ChatGPT Builds a Scan Server

Printers share attributes with fiberglass boats in that they do last a long time – especially if well cared for. 

We’ve had an HP Laserjet 1320 in the house for decades and it’s been quite reliable.  Our challenge is that it’s a USB (or parallel port) printer and we’ve struggled with the network contraptions I’ve built to connect it to our home network – so when I found a printer that uses the same toner cartridges, low page count, embedded scanner and networking capability on eBay – I jumped and spent $80 to upgrade us to another (very) old printer.

So long as the hardware works – we’re good – right? 

No.  What I learned from this little escapade is that unlike the Day Sailer – printers can be made obsolete by the companies that built them by making the software incompatible with the legacy hardware.   

(You may wonder why I chose this path.  The short version is that toner is expensive and we have plenty of it, I don’t like inkjet, we only rarely print things but when we do, it needs to just work, and I like the thought of a low-stress MFP that can scan and (gosh) even fax or copy.)

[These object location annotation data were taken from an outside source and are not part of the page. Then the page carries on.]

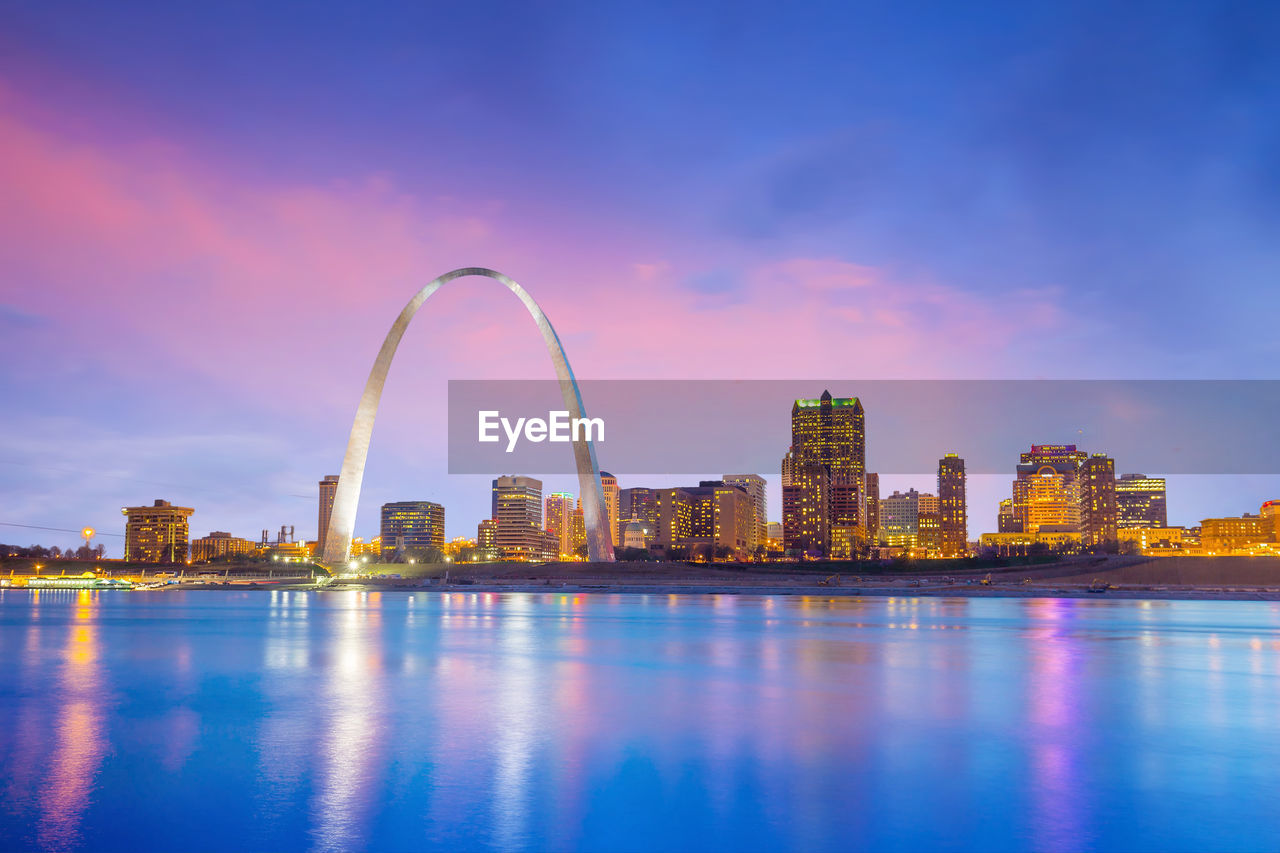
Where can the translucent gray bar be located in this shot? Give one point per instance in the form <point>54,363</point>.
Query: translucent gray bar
<point>681,427</point>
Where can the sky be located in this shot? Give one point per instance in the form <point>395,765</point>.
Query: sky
<point>211,213</point>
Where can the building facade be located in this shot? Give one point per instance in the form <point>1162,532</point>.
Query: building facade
<point>520,518</point>
<point>1097,484</point>
<point>1141,502</point>
<point>755,488</point>
<point>952,510</point>
<point>411,525</point>
<point>156,533</point>
<point>219,543</point>
<point>716,515</point>
<point>609,486</point>
<point>827,469</point>
<point>328,489</point>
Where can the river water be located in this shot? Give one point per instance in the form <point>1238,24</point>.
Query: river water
<point>412,721</point>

Things started well:  the printer has an RJ-45 jack and I plugged it into the network, it got an IP address and the computers in the house were able to find it and print quite easily using native drivers.

Scanning was another matter – hence this post.

a) The device is an HP M2727nf MFP
b) HP has software for scanning that runs on Macs and PCs.  It looks like it’s going to work (it “sees” the device) but it does not work – and HP’s site confirms that this printer isn’t supported by HP Smart – the software that seems to be replacing all previous products.  
c) Neither Mac OS nor Windows 11 will let me install older versions of HP scanning software

So … what to do to scan?

The sort version:

a) Find Raspberry pi in basement
b) Reinstall the OS
c) Install SANE (Scanner Access Now Easy) 
d) Install Dropbox (so I can get the scanned files from anywhere – even when not @ home)
e) Make a script that scans:

#!/bin/bash
DATE=$(date +"%Y%m%d_%H%M")
scanimage --format=pdf > ~/Dropbox/Scans/$DATE.pdf

e) Automate the script with a cron job
f) Fix, enhance.

Bottom line: this works. Plop paper in the feeder, wait 59 seconds or less (the cron job runs every minute – checking to see if there is paper) and it scans, uploads to dropbox, deletes the local file. It works remarkably well. I even made a little web page to manage the settings. Here’s the code on Github. The API doesn’t work yet … but it will soon – then Alexa integration (its already connected to a cloudflare tunnel.)

Oh – and – yeh – ChatGPT wrote 95% of the code for this and helped me debug it. I couldn’t have done this without this assistance.